抗エストロゲン薬は乳がん細胞において、エストロゲンの作用を阻害することで乳がんを治療する薬剤です。
エストロゲンとは
女性ホルモンには「エストロゲン(卵胞ホルモン)」と「プロゲステロン(黄体ホルモン)」の2種類があります。
エストロゲン(E)は卵胞の発育とともに産生されるため、「卵胞ホルモン」とも呼ばれます。
エストロゲンは卵胞から分泌されるホルモンです。
エストロゲンは女性らしい体づくりをし、妊娠の準備をします。
乳癌とエストロゲンの関係
乳がんの、がん細胞の増殖にエストロゲンを必要とするものがあり、その割合は60~70%程度と言われています。

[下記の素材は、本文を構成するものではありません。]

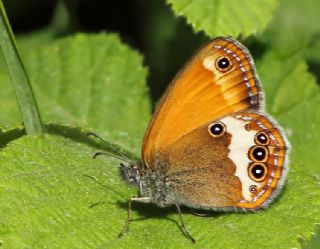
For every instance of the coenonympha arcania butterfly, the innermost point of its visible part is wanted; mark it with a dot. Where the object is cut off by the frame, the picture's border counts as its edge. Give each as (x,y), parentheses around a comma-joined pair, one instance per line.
(210,144)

エストロゲンは乳腺や乳房の発達にも関与しているホルモンですが、エストロゲンが乳がんのエストロゲン受容体(ER)に結合すると、がん細胞の増殖が促進されます。
内分泌療法(ホルモン療法)について
エストロゲンにより増殖するタイプの乳がんでは、エストロゲンの作用を抑える「内分泌療法」の効果が期待できます。
エストロゲンの産生を抑制したり、エストロゲン受容体と結合するのを阻害することで、がん細胞がエストロゲンを使って増殖しないようにします。
内分泌療法では
・アロマターゼ阻害薬
・抗エストロゲン薬
・LH-RHアゴニスト製剤
が使用されます。
事前にがん細胞中のエストロゲン受容体の量を調べて、多く発現していた乳がんには内分泌療法の効果が期待できます。
エストロゲンの産生経路
エストロゲンは視床下部から分泌されるホルモンによって調節されています。
GnRH LH/FSH
(LH-RH)
FSHの作用で卵巣にある卵胞が発育し、エストロゲンが分泌されます。
ですが、閉経後は卵巣の機能が低下し、上記の経路から産生されるエストロゲンは減少しています。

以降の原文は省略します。